Lucid Culture: Late Beethoven Done His Way

Source: Lucid Culture
April 24, 2012

There’s a school of thought that considers the string quartet repertoire to be the world’s most exciting music – an opinion advanced mostly by people who play those works. The Cypress String Quartet’s new triple-disc set of late Beethoven string quartets (Op. 127, 130,131, 132, 133 and 135) is an album for people who share that point of view. It’s less radical an interpretation than it might seem: in fact, it’s about as retro as possible, simply a dedication to following Beethoven’s dynamics to the letter. It may be the most Beethovenesque of all the recordings out there: the old grump, if he could have heard this, no doubt would have approved.

Partial, and very noteworthy, credit goes to the Quartet’s Cecily Ward, who produced the album: all the close-miking and attention to minute detail pays off with a brightly bristling, intense intimacy enhanced even further via headphones. While you will find yourself having to adjust the volume periodically, that’s the way Beethoven undoubtedly would have intended it. But ultimately it’s the playing even more than the production here that steals the show, a powerful, dynamically charged performance that refuses to back away from storminess while also embracing the quietest passages with a gentle rapturousness that adds just as much power and insight. You could spend the better part of a week downloading every recording of these works available on the web, but ultimately this collection might be the more cost-effective choice.

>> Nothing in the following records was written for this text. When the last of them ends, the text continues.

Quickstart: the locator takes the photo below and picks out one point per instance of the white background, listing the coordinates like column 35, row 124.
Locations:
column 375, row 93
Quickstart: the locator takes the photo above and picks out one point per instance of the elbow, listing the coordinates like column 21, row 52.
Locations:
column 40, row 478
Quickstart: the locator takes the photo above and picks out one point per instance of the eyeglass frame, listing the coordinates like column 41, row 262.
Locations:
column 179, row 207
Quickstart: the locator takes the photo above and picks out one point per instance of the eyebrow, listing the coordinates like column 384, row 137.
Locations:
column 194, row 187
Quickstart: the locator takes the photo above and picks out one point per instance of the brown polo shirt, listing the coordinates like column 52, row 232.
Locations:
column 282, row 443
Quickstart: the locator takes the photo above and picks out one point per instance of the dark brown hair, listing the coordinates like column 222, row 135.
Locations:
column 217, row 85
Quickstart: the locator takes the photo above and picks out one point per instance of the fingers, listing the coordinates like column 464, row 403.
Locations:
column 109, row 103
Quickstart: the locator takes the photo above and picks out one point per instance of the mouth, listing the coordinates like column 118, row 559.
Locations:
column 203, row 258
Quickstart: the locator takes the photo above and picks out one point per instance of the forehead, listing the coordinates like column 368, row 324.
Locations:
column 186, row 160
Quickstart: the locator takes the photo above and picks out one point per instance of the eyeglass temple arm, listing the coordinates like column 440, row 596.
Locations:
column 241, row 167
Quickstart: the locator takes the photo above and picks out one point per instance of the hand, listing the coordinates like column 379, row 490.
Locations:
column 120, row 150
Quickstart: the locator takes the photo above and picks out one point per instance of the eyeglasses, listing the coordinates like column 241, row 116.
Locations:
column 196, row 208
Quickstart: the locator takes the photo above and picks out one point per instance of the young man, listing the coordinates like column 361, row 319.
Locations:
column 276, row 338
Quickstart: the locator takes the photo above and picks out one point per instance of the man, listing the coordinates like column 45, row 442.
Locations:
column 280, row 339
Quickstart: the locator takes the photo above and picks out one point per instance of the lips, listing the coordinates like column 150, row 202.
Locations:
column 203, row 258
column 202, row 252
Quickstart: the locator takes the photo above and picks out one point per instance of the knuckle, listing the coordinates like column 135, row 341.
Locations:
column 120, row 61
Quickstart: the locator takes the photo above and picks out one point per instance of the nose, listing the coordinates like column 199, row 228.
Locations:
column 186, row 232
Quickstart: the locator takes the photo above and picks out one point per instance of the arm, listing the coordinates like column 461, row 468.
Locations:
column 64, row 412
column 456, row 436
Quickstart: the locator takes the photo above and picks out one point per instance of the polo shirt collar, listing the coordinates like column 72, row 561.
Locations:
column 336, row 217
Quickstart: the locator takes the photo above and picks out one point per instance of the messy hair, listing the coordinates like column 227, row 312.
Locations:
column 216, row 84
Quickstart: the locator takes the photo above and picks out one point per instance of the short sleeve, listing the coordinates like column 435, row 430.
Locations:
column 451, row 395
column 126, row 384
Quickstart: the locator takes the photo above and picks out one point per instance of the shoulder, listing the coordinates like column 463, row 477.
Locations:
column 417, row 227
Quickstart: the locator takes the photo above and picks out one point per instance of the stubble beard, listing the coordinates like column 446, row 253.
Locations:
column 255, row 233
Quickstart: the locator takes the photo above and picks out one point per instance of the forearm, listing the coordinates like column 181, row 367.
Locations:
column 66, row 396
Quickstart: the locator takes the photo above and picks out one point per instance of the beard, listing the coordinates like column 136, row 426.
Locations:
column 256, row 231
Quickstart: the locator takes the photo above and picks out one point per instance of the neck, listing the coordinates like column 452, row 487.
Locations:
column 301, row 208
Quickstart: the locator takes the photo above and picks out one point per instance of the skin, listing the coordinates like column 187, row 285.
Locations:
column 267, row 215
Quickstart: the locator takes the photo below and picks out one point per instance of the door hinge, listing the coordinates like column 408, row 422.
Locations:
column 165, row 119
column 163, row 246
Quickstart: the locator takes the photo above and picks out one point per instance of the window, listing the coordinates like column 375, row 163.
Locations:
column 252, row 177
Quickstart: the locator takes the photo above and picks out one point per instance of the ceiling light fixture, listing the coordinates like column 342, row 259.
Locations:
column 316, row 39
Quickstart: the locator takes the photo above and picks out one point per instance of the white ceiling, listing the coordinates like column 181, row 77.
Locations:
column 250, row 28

Suffice it to say that Beethoven’s late quartets are arguably the high point of a career spent pushing the envelope, a feat even more noteworthy considering that he was in ill health and could increasingly hear only less and less of what he was writing. Violinists Ward and Tom Stone, violist Ethan Filner and cellist Jennifer Kloetzel celebrate the unexpected throughout these works: the attention to detail is astounding. Unexpected passages leap out at you and are every bit as interesting as the main themes, sometimes more so. For example, in Op. 127, the second movement becomes much more of a nocturne than a courtly waltz; and then the ensemble gives it a suspenseful bounce. Suspense is the key to so much here: the sudden swells and pervasive unease in the following movement; the briskly wintry foreshadowing of the first movement of Op. 132; the emphatic oomph that springs out of its waltzing third movement; Kloetzel’s cello as omnipresent reality check beneath the hypnotic dreaminess of the fourth movement of Op. 131; the spacious pacing of brooding swells within the comfortable crepulscule atmospherics of Op. 135′s second movement; and the absolutely macabre, insistent tritones of that work’s final movement, the Quartet allowing the frantic horror to linger even as the passage recedes into Haydnesque pleasantry. It would take a small book to list all the highlights. For a more in-depth look at disc two, here’s a review of that one (with Op. 130 and both its “final” ending and the famous Grosse Fugue that Stravinsky reputedly picked as his alltime favorite composition), previously issued as a stand-alone disc toward the end of 2010.

Conceivably, at low volume, this might make suitable background music, although at too low a volume, considering the dynamics, the music fades in and out. But this wasn’t created as background music: this recording is for anyone who would prefer to revel in the power and vast emotional scope of these immortal works. The Cypress String Quartet have a couple of New York shows this month celebrating the release of this album: Wednesday the 25th they’re playing a free show at 7 PM in the auditorium of the computer store at 1981 Broadway on the upper west, with a benefit concert at PS321 at 100 Attorney St. on the Lower East Side at 7 PM on the 26th.